A recent story in The Stranger talks about students and crime at Denny and how some people in White Center and South Park are dealing with it. The story is about two competing gyms and their student boxing programs:

The Gloves Come Off

Roughly half these kids are never going to make it through high school, no matter what. But Denny is a bright spot for many kids, and could be brightened up a lot more if the School Board and administration really put some effort into it. It's worth it and those kids are worth it. Not everybody lives in NE Seattle.
I hope I didn't give anyone the wrong idea about my feelings about Eckstein and/or teenagers.

Eckstein is very good school, full to the brim with bright, high energy kids who are mostly just being kids. It is a big switch for many kids to no longer have recess so lunch does tend to be loud and noisy but I never saw any fighting. (Eckstein also has a lot of outlets for energy during lunch like a small rock wall, outside access, game room and library.) The girls are just trying to look like the girls on the OC or The Hills; I wanted to look like Susan Dey or Marcia Brady.

I have no beef with teenagers (I have two of them) except that, from my own experience, kids today are a lot mouthier to adults than any kid was "back in the day". I also did not mean to say kids should not express their own thoughts and ideas in class. I tutored an LA class at Eckstein and was amazed at how bright and thoughtful kids could be in expressing themselves. I think many (if not most) teenagers today are so much more sophisticated, savvy and have many opportunities open to them (especially because of the Internet) than I ever was.

But they are still kids who need guidance and consistency and adults to be adults.
Jet City mom said…
I don't think social and academic as well as economic challenges are restricted to any particular neighborhood. In Seattle or anywhere else.


For example-
homes in the area around my childs alternative school in North Seattle- ( 2005)are selling for $336,000- median price per sq ft $236


Homes in the Seattle Central district are selling for $400,000, median price per sq ft $295.

Obviously one neighborhood is more desirable and has a higher price tag, although availability is similar.

IMO- community and parents are what matters- if the parents cant step up then we need the community supports to be there- but I don't think the schools should be the only or even the main place where children get guidance and structure.

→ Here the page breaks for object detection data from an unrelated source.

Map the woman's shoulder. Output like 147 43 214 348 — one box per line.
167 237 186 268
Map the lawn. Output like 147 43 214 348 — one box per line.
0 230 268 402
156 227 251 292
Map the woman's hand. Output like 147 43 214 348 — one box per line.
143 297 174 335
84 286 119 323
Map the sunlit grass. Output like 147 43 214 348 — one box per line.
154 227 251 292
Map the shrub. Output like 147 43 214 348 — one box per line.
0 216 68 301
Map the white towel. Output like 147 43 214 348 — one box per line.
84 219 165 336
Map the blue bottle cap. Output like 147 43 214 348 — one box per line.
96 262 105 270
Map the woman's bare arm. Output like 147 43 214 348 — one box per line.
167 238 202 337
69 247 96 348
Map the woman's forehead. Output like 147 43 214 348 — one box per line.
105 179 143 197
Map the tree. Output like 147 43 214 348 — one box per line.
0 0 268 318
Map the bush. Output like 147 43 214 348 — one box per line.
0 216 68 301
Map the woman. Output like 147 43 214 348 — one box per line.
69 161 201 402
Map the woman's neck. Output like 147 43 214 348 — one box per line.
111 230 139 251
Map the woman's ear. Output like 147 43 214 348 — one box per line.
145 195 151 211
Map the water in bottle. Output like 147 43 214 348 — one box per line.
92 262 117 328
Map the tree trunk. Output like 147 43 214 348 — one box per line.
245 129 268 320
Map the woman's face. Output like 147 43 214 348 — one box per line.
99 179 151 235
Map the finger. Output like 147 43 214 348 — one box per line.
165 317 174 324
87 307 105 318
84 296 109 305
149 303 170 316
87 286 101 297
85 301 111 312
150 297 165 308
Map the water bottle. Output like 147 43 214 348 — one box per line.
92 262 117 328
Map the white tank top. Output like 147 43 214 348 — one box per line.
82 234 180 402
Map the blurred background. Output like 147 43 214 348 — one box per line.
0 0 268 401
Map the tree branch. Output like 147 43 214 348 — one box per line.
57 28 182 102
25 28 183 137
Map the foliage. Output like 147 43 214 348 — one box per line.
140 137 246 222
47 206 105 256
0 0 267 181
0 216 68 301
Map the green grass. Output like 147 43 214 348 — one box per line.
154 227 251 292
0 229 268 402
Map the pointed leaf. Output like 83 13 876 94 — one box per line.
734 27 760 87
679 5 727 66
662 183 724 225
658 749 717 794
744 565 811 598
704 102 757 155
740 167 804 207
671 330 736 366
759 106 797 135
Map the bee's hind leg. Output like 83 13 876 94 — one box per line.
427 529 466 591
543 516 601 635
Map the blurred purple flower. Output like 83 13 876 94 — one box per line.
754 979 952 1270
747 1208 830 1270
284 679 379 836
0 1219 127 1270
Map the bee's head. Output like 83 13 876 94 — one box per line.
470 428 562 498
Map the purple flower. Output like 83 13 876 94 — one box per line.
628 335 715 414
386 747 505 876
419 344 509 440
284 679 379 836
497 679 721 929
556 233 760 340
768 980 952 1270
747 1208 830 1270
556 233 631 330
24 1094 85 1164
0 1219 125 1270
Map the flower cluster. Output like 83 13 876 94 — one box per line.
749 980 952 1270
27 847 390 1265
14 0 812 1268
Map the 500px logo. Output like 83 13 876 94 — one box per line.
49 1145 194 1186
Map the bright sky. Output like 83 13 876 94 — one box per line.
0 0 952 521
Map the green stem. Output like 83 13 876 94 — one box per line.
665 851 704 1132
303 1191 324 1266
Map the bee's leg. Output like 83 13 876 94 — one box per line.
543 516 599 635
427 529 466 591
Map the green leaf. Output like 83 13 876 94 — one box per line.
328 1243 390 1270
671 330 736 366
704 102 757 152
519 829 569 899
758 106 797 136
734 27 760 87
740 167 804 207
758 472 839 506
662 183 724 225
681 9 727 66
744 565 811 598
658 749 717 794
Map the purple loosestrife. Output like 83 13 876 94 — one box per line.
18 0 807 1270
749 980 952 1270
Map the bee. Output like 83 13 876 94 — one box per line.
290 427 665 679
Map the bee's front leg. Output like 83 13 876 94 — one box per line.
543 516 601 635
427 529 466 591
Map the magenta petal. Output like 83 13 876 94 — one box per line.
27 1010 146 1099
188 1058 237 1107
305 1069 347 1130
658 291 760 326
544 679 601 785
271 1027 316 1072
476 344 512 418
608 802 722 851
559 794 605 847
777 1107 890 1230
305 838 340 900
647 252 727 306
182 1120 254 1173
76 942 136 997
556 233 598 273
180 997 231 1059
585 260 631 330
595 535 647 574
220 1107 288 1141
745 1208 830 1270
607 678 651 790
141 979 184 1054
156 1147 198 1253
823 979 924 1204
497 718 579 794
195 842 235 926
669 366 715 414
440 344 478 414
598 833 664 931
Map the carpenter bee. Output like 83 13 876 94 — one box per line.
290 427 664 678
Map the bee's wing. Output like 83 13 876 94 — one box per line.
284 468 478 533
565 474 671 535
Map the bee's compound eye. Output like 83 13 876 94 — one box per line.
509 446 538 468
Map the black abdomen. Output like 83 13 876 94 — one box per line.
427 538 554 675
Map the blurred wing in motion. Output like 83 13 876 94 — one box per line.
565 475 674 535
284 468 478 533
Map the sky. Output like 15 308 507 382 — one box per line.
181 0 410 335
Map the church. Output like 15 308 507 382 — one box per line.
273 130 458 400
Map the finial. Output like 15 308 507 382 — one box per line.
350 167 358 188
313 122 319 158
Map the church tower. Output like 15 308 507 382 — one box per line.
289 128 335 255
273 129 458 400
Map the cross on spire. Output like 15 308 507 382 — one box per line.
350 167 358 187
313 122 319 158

And for petes sake, given the districts fumbling the basics like math and reading for all schools & students, why would we leave other fundamentals like appropriate conduct and values up to them?

Sorry I was thinking the problem with the gum was at Meany
but re Denny- how is Jeff Clark doing?
He was a good fit for his previous building- but I think it was his decision from what I hear to go to Denny-
middle school is a challenging time- which is one reason why I like K-8 schools- particulary with looping or mixed grades so teachers have students for more than one year.
I have seen a great deal of growth when students are allowed to be the "teachers" or the older ones in teh classroom- as well as when they are challenged by older/more accomplished students

Students whose younger sibs attend the school may see their peers behavior with a more critical eye, and take more responsibility towards their job as role model.